Now you are in the United States, working as a priest with a tiny congregation of African immigrants down in Lowell. You have already founded such a congregation, which is now large and flourishing, in Waltham. Your husband and family are back in Uganda. You work to send money home to your village, to help educate street children, orphans many of them from the AIDs epidemic that is devastating Africa, to encourage them to return home and stay together with their siblings in families – families headed by children 10 and 12 years old – to keep things together in the midst of chaos. You work to raise money to buy sewing machines, tool boxes, chickens, pigs and goats, so that these families may have a livelihood. You hope to buy bicycles for every priest in your diocese, in memory of your father, who died at the age of 96. And, of course, you are working in Lowell to build up your immigrant congregation, whose members have their own struggles and their own stories of loss and privation.

I don’t know about you, but I can scarcely imagine how I would function in this situation. It makes me ashamed of all the material things I take for granted, of the minor inconveniences and challenges in my life that I complain about. More fundamentally, it makes me embarrassed for my lack of faith, the thinness of my life in Christ. I call myself a believer – what do I even begin to know, compared to this woman and her family, to those to whom they minister?

 This woman has a name; it is Mother Mary Tusuubira. Tusuubira means “hope.” I know of her through John and Fernanda Harrington, who met her 15 years ago and have kept in touch since, visiting her in her congregations in Waltham and Lowell. I hope Mother Mary can arrange to be with us at Holy Cross some day before too long, and that we can become involved in supporting her ministries.

We read a lot about how Christianity is dying in America and Europe, congregations dwindling, churches empty on Sundays. And how in Africa, it is just the opposite. Uganda is the most Anglican nation on earth now. The very persecution that Christians suffered when Mother Mary was young has given life to the Church there, proving once again the words of the second century Christian apologist Tertullian that “the blood of the martyrs is the seed of the Church.”

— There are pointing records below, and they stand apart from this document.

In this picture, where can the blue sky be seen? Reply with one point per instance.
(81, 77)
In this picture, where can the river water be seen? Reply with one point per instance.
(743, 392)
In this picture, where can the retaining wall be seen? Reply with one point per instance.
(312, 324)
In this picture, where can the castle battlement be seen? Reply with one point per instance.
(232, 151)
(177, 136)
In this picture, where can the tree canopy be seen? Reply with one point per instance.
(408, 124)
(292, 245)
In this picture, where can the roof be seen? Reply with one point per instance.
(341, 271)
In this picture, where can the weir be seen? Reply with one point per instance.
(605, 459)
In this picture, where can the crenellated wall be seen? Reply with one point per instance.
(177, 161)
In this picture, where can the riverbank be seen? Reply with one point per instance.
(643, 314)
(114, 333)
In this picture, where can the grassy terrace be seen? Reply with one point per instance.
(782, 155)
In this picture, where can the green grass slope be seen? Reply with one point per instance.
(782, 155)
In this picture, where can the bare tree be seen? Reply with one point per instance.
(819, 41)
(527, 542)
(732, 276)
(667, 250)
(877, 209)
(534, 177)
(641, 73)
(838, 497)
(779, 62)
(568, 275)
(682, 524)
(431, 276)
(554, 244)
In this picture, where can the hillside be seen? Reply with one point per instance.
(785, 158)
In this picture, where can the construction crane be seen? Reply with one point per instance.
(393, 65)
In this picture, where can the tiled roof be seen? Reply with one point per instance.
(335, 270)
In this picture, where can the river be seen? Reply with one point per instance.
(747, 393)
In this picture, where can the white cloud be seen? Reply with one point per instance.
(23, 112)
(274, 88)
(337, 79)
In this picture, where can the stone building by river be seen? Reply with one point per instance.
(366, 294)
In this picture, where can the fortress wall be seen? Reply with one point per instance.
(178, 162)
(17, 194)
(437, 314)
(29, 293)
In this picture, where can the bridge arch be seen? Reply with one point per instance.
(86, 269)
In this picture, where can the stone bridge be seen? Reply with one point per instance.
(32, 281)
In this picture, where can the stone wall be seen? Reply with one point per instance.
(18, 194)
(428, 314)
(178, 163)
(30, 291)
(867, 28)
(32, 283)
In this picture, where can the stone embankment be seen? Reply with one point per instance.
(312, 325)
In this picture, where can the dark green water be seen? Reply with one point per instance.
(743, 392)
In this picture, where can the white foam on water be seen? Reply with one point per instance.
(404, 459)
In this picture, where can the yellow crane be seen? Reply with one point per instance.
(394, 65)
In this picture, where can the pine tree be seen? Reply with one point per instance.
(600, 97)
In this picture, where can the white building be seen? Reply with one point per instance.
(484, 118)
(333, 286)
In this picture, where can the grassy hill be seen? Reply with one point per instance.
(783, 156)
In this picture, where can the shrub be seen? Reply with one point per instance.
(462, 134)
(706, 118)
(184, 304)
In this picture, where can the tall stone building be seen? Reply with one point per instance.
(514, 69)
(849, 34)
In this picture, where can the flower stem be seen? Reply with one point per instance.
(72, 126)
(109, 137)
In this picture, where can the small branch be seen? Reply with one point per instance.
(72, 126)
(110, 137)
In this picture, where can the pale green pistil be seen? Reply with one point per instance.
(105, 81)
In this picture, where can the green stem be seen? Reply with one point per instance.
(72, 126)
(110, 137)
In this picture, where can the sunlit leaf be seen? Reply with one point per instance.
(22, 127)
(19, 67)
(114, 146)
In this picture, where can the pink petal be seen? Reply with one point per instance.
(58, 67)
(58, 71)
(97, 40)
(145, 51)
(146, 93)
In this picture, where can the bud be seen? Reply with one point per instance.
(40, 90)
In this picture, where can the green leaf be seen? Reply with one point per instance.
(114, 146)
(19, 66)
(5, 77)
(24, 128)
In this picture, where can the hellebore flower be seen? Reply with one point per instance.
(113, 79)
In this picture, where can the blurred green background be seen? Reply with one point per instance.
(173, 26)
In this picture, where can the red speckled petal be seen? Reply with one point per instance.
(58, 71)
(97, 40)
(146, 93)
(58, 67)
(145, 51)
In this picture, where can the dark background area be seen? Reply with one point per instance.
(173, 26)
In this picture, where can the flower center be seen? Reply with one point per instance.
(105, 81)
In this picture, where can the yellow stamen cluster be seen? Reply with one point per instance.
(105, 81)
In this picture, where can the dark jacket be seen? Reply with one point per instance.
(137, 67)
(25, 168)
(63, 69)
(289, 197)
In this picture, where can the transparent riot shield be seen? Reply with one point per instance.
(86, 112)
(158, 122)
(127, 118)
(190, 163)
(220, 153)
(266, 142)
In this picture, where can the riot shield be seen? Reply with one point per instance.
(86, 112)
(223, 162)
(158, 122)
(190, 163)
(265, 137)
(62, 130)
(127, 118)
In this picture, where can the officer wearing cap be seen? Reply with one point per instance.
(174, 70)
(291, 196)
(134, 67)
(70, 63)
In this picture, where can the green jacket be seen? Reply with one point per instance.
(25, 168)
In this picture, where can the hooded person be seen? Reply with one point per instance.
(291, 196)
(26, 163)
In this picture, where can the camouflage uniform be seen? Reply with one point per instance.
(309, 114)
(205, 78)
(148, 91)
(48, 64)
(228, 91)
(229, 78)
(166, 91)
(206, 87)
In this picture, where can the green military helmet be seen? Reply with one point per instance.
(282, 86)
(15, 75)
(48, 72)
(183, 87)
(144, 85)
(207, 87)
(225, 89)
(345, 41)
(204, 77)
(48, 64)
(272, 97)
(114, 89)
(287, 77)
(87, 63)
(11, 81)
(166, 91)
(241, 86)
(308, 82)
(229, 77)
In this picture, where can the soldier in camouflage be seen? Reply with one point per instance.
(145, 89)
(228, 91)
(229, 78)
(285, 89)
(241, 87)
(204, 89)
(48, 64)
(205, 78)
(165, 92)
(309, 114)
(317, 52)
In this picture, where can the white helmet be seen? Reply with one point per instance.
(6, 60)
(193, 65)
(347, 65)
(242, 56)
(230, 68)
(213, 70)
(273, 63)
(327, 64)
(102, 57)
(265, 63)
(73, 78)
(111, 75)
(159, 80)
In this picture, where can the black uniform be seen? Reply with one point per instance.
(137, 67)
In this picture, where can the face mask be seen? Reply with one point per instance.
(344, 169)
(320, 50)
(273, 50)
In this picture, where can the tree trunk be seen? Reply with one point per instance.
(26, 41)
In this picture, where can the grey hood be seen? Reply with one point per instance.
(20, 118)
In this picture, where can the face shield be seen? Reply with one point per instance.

Hearing Mother Mary write or speak helps one understand the contrast between faith in western cultures like our own and faith in places like Africa. Almost every sentence Mother Mary utters refers to the Lord and his blessings. She sees God’s hand at work in everything that comes to pass. She understands her life, and the lives of her family, as a mission for Christ. She knows the Lord is with her as she faces her challenges. In a letter she wrote me, words like love, hope, embrace, care, welcome, pray, faithful, testify and build up overflow from every page.

It must have been that way with the prophet Zephaniah, rallying the people of Judah to pull their nation out of a period of moral and political decay:

Do not fear, O Zion; do not let your hands grow weak. The Lord, your God, is in your midst, a warrior who gives victory; he will rejoice over you with gladness, he will renew you with his love; he will exult over you with loud singing as on a day of festival.

It must have been that way with John the Baptist, proclaiming the “good news” of the coming of a Messiah who would “baptize with the Holy Spirit and fire,” bringing righteousness and justice to earth. It must have been that way with St. Paul, telling the struggling little Christian congregation in Philippi to “rejoice in the Lord always” and not to “worry about anything, but in everything by prayer and supplication with thanksgiving let your requests be made known to God.”

For the great revelation in all of this, my friends and fellow beneficiaries of a spoiled and comfortable life, is that true joy and peace are not about us, not about building up our success and security. The peace that passes all understanding, the peace that “will guard our hearts and minds in Christ,” is centered on God – on his justice, his judgment, his righteousness, his coming in Jesus Christ. Like the “brood of vipers” who stood on the banks of the Jordan listening to John so long ago, we are called to repent and redirect our lives so that they may be one with the life of Christ, with the life of God. In that we will know true rejoicing.